What is Lamb? Lamb is the meat from young sheep that are less than one year old. This red meat is very healthy and extremely delicious, having a very tender and buttery quality.
It is usually available in five different cuts including the shoulder, rack, shank/breast, loin and leg. Additionally, many stores sell it already ground to be used to make burgers, meat loaf or sauces.
Spring Lamb: When lamb is labeled as “spring lamb” it means that the lamb was brought to the market during the spring and summer months which was formerly the season for fresh lamb. Spring lamb has a uniquely delicate flavor and texture. Lambs born in the early springs are generally ready for market beginning at about 6 weeks of age. Their meat is officially categorized as “lamb” up to 14 months of age; between 14 months and 2 years, it is yearling lamb (hogget in some sheep-raising regions); and after 2 years, the strong-flavored meat is called mutton, which is rarely eaten. Today lamb is now available throughout the year, and the label “spring lamb” does not necessarily connote additional quality.

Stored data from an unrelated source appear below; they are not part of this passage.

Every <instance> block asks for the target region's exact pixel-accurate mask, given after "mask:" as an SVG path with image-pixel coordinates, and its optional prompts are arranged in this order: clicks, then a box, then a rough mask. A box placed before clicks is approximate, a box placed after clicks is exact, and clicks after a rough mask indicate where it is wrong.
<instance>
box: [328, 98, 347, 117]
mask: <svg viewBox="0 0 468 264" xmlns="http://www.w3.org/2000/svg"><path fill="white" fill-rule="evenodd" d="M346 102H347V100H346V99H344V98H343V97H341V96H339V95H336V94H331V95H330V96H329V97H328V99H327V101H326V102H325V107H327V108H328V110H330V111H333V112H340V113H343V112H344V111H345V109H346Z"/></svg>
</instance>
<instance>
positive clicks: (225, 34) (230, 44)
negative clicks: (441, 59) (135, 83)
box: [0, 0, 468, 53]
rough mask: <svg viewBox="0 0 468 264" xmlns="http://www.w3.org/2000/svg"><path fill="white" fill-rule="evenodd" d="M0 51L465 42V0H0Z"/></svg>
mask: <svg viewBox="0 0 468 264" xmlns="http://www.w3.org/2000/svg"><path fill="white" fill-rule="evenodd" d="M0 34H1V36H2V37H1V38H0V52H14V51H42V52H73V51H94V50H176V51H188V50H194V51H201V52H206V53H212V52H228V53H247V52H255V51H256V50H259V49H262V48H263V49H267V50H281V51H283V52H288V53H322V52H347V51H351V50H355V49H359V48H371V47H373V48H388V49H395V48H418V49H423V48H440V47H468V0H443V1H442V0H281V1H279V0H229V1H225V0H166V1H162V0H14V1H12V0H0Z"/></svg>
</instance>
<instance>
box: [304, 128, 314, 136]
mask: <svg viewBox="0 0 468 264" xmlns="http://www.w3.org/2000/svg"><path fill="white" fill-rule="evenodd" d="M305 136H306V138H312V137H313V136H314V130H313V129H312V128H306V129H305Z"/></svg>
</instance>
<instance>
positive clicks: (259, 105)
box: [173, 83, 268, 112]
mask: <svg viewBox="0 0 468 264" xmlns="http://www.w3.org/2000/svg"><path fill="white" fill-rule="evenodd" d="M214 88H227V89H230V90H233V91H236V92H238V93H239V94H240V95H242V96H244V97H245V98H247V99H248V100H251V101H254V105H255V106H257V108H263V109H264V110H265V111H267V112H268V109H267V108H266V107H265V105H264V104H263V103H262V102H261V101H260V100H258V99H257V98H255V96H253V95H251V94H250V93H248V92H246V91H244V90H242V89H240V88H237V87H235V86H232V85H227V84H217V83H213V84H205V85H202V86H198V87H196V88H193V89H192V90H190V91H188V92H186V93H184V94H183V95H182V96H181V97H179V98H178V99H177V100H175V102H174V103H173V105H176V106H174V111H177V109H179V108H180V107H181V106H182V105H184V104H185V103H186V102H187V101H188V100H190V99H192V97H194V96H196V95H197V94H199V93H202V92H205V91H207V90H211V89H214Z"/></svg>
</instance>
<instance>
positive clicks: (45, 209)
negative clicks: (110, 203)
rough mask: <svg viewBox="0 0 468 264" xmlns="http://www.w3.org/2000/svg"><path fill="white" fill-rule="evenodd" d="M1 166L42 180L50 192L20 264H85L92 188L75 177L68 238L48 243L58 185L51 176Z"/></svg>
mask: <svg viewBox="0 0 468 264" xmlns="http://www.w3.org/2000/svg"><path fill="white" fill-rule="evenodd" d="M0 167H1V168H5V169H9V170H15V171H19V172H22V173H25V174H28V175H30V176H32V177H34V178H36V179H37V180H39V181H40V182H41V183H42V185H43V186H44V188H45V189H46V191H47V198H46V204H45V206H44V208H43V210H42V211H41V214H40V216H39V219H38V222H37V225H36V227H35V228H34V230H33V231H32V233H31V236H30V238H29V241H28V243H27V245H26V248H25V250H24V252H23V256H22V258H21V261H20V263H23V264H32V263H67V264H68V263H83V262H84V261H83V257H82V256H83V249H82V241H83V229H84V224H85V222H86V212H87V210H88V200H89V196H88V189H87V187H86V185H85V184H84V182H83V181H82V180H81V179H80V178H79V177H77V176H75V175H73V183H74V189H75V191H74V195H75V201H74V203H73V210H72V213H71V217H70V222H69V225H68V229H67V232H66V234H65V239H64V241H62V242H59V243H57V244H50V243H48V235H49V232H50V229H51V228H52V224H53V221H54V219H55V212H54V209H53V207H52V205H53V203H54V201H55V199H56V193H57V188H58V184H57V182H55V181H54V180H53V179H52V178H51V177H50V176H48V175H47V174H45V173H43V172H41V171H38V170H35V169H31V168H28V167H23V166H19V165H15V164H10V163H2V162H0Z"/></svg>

Grassfed lamb vs Factory raised lamb: Without any question a grassfed lamb is superior in quality and taste. Lamb raised on grass produces meat that is lean, tender, fine-grained, and has a delicate flavor. But it’s not just superior to store-bought lamb in taste; grassfed lamb is more wholesome and better for your health than factory-raised lamb.
Grassfed lamb contains two to six times more omega-3 fatty acids, which can reduce the risk of heart disease and other ailments. It also builds muscle and burns fat. Pasture-raised products contain three to five times more conjugated linoleic acid (CLA) than those of animals fed conventional diets. Studies have shown that CLA reduces the risk of cancer in humans.
Grading Lamb meat: Inspection of lamb mean is mandatory but grading is voluntary, therefore not all lamb will be labeled with a grade. Those that carry the label Prime and Choice are the most tender and flavorful, but also have the higher fat content.
Lamb Meat Health Benefits:
- Lamb meat is rich in selenium. Deficiencies in this mineral have been shown to double the occurrence of asthma attacks.
- Lamb is a good protein food for people of all ages, with all 8 essential amino acids in the proper ratio. Four ounces of lamb meat provides 60.3% of an adult male’s recommended daily allowance (RDA) for protein.
- Lamb contains less saturated fat than other red meat product; a study shows that only about 36% of the fat in lamb is saturated. The rest is monounsaturated fat and polyunsaturated fat or the “good fat.”
- Lamb is a rich source of B-complex vitamins, as well as iron, phosphorus, calcium, and potassium. Vitamin B12 support the formation of red blood cells and prevent anemia, it is also necessary for healthy nervous system and the metabolism of carbohydrates, fats and proteins. Niacin is necessary for healthy skin, and gastro-intestinal tract.
- Lamb is a good source of zinc which is important for a healthy immune function and for wound healing, and normal cell division. Zinc also helps stabilize blood sugar levels and the body’s metabolic rate, and is necessary for an optimal sense of smell and taste. Zinc is an especially important nutrient for men because it helps maintain the prostate health. A four-ounce serving of lamb contains 38.3% of the Recommended Daily Allowance (RDA) for zinc.
- Lamb contains very little marbling (internal fat throughout the meat), as compared to other meats.
Lamb Meat Nutrient Content: per 100 gm
- Fat: 9.4 gm.
- Calories: 215
- Iron: 1.2 mg.
- Cholesterol: 95 mg.
Buying tip: Although lamb is generally a very tender meat, there are still signs you can look for to better ensure high quality. Buy lamb whose flesh is firm and fine textured and pink in color. Any fat surrounding or marbled throughout the lamb should be white, not yellow.
Storing tips: Lamb is highly perishable therefore it should always be kept at cold temperatures, either refrigerated or frozen. Refrigerate the lamb in the original store packaging, if it is still intact and secure, as this will reduce the amount of handling involved.